Zeitreisen und Blogs

ein kleiner Einblick in mein Hirn

Grünes Gewusel - wie in meinem Kopf :-)

So ein Blog ist ja so eine Sache. Die Freunde glauben, man ist nun wirklich geistig so degeneriert, dass man seine beginnende Alters-Schizophrenie mit dem Schreiben mehr oder weniger geistreicher Artikel verbringt, andere glauben, man habe gar keine Freunde und müsse sich halt auf diesem Weg mitteilen, wieder andere denken, man hätte ein übersteigertes Ego. 

Aha, dass man das macht, weil man einen irren Spaß dran hat und diese Bloggerei wie eine Sucht ist, die man nicht mehr lassen kann....auf diese Idee kommt keiner. Dass einen der geistige Alltag kaum fordert und man das Hirn auch mal auf Reisen schicken muss, dass ist wohl in unserer dumpfen Welt kaum mehr vorstellbar.
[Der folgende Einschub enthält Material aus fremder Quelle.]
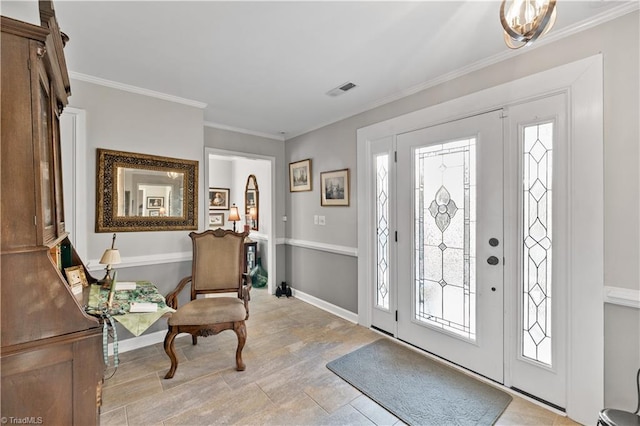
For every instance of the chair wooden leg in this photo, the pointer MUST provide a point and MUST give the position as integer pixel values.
(241, 331)
(170, 350)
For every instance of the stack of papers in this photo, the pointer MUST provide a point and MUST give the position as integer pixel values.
(143, 307)
(125, 285)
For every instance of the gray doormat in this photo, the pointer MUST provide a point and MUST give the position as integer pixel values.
(417, 389)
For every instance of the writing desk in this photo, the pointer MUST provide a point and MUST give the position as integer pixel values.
(136, 322)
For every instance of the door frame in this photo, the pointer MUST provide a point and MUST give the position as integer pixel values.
(582, 81)
(271, 240)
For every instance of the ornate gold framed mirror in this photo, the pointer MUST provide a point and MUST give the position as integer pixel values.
(139, 192)
(251, 203)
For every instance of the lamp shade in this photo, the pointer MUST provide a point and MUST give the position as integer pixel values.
(234, 215)
(110, 257)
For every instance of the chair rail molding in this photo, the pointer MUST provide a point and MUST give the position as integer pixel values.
(152, 259)
(329, 248)
(622, 296)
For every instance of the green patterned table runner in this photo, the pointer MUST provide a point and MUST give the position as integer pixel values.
(136, 323)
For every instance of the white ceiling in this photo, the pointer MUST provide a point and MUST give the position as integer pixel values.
(265, 67)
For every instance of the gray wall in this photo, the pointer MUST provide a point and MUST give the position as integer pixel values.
(130, 122)
(334, 147)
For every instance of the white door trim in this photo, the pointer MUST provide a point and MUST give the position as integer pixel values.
(583, 81)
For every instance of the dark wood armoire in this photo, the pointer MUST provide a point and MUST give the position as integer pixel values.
(51, 351)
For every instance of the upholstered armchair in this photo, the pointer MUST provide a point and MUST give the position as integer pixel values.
(218, 263)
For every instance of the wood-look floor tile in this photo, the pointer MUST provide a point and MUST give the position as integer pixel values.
(128, 392)
(177, 400)
(286, 381)
(232, 407)
(117, 417)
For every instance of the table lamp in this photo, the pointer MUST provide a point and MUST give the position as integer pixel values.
(110, 257)
(234, 216)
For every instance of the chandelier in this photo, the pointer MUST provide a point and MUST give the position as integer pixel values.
(524, 21)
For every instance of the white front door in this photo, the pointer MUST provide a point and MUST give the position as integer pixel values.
(450, 241)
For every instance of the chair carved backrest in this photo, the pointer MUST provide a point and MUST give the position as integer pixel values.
(218, 260)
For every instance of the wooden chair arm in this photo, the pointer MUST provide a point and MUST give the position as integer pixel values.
(172, 298)
(246, 287)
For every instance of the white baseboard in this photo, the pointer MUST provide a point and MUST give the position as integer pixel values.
(326, 306)
(139, 342)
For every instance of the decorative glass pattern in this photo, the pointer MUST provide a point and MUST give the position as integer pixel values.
(536, 243)
(382, 220)
(445, 290)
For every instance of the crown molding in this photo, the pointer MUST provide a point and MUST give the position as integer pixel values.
(576, 28)
(244, 131)
(135, 89)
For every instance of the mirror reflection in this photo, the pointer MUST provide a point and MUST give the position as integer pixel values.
(141, 192)
(150, 193)
(251, 202)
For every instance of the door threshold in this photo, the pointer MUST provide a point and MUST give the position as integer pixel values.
(540, 400)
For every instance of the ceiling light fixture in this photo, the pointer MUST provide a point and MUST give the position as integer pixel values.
(526, 20)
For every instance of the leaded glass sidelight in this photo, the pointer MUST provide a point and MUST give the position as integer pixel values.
(444, 286)
(382, 221)
(536, 243)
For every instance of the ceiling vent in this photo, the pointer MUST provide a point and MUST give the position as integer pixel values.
(341, 89)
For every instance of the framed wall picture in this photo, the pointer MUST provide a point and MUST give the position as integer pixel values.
(216, 220)
(218, 198)
(334, 188)
(300, 176)
(155, 202)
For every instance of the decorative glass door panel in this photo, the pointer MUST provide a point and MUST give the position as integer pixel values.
(382, 226)
(444, 285)
(539, 190)
(536, 242)
(450, 230)
(382, 213)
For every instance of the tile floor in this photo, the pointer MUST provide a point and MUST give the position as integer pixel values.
(286, 382)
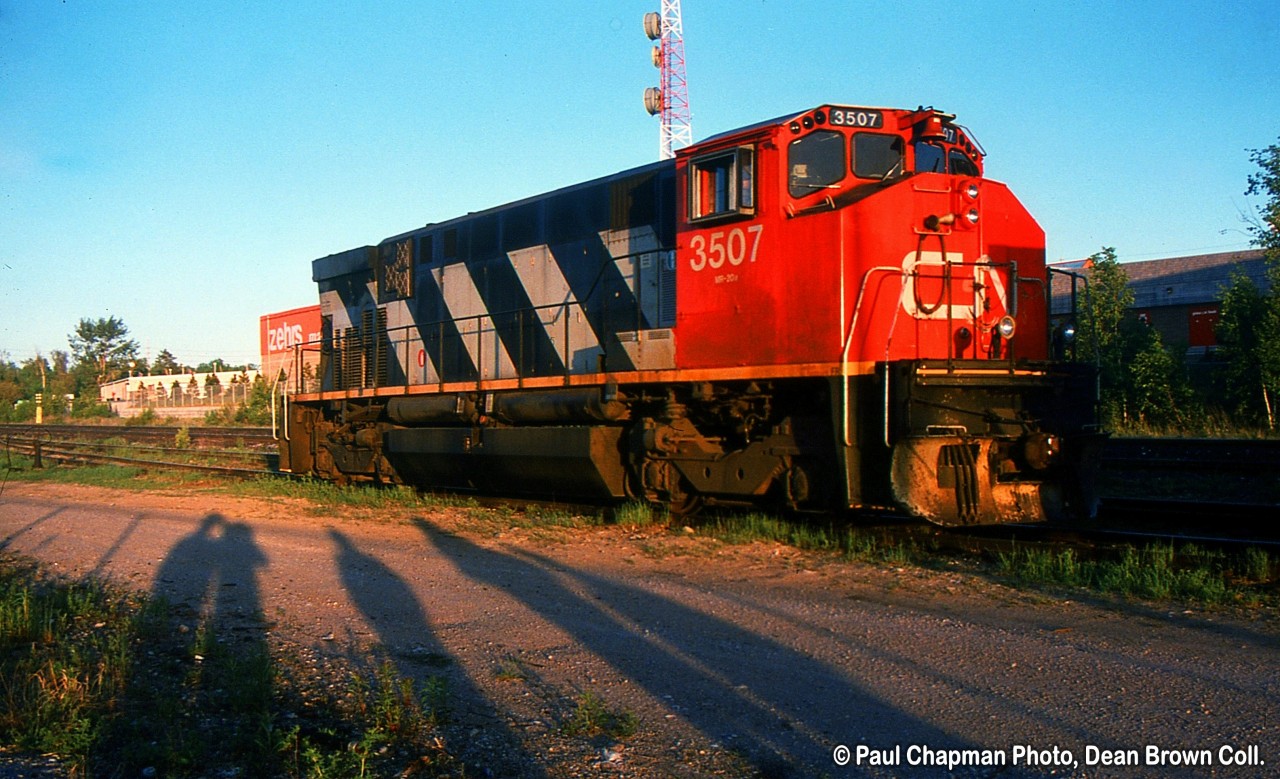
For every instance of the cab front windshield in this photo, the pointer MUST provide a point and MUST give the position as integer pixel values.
(822, 159)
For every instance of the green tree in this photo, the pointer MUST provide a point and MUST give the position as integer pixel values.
(1266, 183)
(105, 346)
(1157, 389)
(1248, 328)
(165, 363)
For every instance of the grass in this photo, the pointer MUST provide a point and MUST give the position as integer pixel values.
(1159, 572)
(109, 682)
(865, 544)
(1155, 572)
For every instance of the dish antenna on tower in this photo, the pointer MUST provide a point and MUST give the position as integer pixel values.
(670, 99)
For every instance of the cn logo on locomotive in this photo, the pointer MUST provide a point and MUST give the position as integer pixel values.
(928, 299)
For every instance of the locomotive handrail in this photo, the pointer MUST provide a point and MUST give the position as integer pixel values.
(401, 337)
(849, 343)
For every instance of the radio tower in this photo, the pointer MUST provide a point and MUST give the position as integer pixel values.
(671, 96)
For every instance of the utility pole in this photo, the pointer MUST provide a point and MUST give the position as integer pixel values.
(670, 99)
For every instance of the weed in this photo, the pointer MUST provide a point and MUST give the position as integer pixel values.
(511, 669)
(640, 513)
(1157, 571)
(592, 716)
(101, 677)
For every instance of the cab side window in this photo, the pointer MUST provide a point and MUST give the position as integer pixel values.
(960, 163)
(877, 156)
(722, 184)
(816, 163)
(929, 157)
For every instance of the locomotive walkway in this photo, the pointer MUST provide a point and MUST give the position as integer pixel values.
(727, 656)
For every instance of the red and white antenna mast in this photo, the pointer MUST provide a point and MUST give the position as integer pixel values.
(671, 96)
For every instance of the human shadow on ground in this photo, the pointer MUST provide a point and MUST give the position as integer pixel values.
(209, 693)
(8, 540)
(781, 709)
(407, 640)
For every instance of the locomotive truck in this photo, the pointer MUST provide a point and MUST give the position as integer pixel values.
(833, 308)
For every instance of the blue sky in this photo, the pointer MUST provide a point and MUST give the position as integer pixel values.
(178, 165)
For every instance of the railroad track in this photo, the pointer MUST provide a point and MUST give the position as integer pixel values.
(1247, 456)
(96, 444)
(252, 438)
(1121, 519)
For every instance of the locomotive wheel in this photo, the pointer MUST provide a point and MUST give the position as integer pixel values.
(684, 503)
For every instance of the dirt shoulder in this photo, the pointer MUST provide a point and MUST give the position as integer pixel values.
(730, 659)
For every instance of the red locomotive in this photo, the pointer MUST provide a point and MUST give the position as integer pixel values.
(832, 308)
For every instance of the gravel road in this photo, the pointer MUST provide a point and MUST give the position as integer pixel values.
(735, 659)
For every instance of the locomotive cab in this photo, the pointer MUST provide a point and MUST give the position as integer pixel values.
(865, 246)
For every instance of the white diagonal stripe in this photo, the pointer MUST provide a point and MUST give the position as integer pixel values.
(635, 252)
(471, 317)
(558, 311)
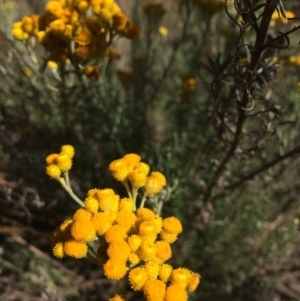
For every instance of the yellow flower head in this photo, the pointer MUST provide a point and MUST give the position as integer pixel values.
(82, 214)
(134, 242)
(115, 269)
(117, 298)
(126, 204)
(92, 192)
(172, 225)
(137, 278)
(165, 272)
(76, 249)
(84, 37)
(126, 219)
(68, 150)
(83, 230)
(82, 6)
(166, 236)
(145, 214)
(119, 169)
(176, 292)
(91, 204)
(148, 229)
(64, 162)
(155, 182)
(65, 227)
(154, 290)
(58, 250)
(181, 276)
(139, 175)
(134, 258)
(107, 199)
(118, 249)
(147, 251)
(152, 268)
(102, 221)
(30, 24)
(19, 34)
(163, 250)
(53, 171)
(115, 232)
(163, 31)
(131, 160)
(54, 8)
(102, 253)
(193, 282)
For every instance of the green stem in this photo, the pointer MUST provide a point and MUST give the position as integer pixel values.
(70, 191)
(125, 183)
(143, 200)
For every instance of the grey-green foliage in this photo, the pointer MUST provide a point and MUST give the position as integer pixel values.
(237, 233)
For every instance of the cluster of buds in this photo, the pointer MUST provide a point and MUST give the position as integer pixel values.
(131, 244)
(76, 30)
(60, 163)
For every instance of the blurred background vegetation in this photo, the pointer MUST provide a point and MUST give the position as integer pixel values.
(189, 97)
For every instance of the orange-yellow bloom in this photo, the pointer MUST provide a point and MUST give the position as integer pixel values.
(137, 278)
(51, 159)
(58, 250)
(64, 162)
(181, 276)
(76, 249)
(176, 293)
(115, 269)
(108, 200)
(126, 219)
(165, 272)
(117, 298)
(118, 249)
(53, 171)
(163, 250)
(115, 232)
(68, 150)
(154, 290)
(193, 282)
(155, 182)
(147, 251)
(152, 268)
(134, 242)
(172, 225)
(102, 221)
(91, 204)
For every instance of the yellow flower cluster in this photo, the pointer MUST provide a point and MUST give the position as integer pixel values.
(278, 19)
(130, 168)
(58, 163)
(135, 243)
(80, 29)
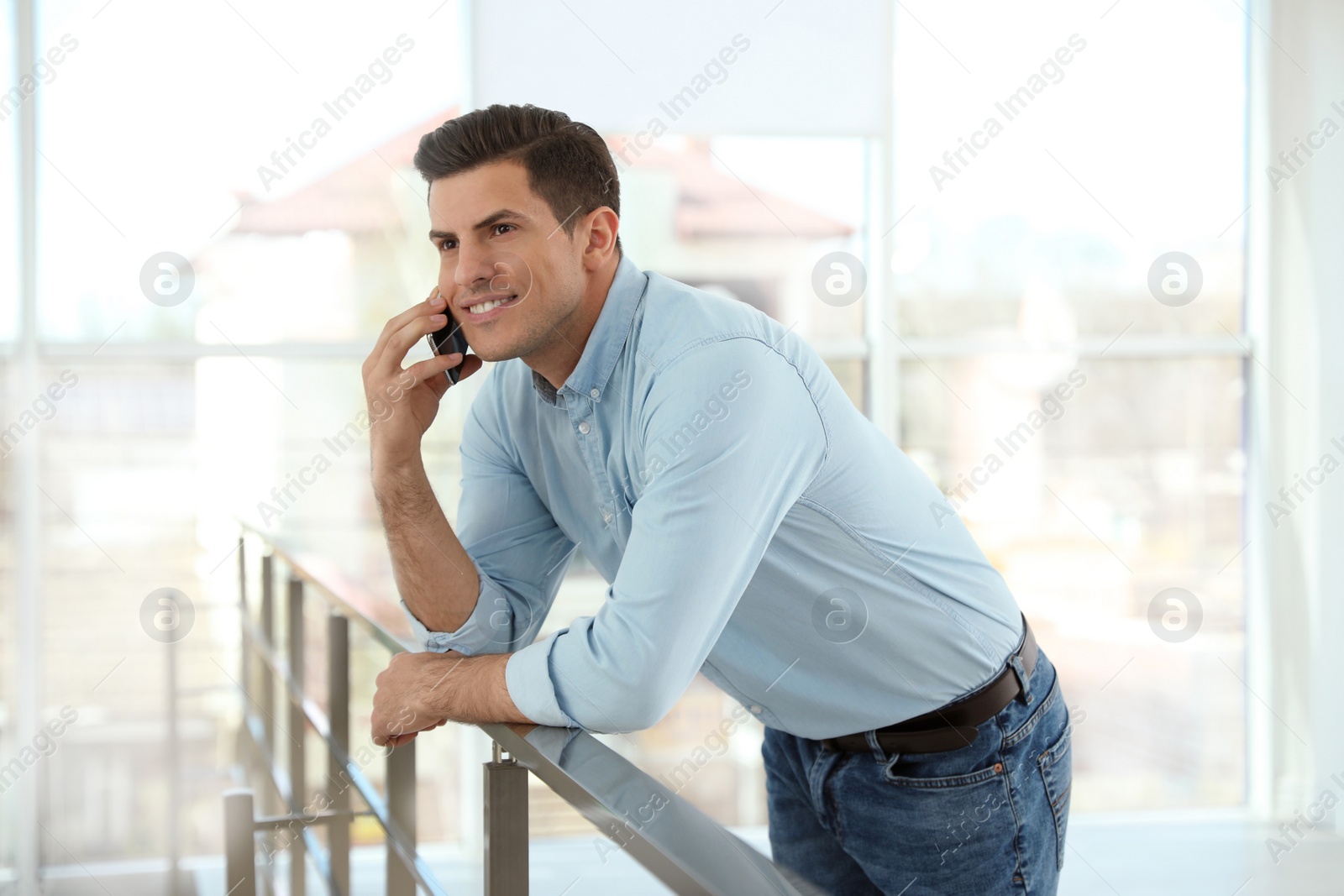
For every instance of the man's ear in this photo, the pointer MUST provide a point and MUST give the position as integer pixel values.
(600, 226)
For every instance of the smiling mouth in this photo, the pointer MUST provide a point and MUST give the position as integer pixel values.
(488, 305)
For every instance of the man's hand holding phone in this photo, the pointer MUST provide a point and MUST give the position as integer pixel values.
(402, 403)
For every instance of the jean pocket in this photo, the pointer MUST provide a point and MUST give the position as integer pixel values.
(1057, 773)
(948, 768)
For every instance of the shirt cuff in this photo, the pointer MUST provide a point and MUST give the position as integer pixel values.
(484, 631)
(528, 674)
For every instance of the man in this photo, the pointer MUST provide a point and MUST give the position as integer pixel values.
(752, 523)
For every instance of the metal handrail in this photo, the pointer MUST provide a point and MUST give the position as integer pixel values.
(675, 841)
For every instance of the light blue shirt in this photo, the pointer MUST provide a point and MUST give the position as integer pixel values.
(750, 521)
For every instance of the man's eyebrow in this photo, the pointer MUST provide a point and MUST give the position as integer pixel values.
(494, 217)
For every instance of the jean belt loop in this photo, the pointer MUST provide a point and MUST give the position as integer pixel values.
(871, 736)
(1021, 671)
Nun, begeben wir uns einmal auf eine Zeitreise in die Vergangenheit:

In einer Zeit, als es noch keine Buchstaben und natürlich noch keine Computer gab, da waren einige unserer Vorfahren mit Feuereifer dabei, ihre Handabdrücke an Höhlenwänden zu hinterlassen - die ersten Blogger der Menschheit traten aus dem Schattendasein der Jäger-Sammler-Masse heraus!

Die Pyramiden - vollgekritzelt bis zum obersten Stein - alles Blogger! Und sogar im Mittelalter, als der gemeine Mitteleuropäer die Sache mit den Buchstaben erfolgreich aus seinem Hirn verdrängt hatte, da gab es Walter, den Minnesänger, er verbreitete seine Gedanken halt in Liedern - ein Blogger! 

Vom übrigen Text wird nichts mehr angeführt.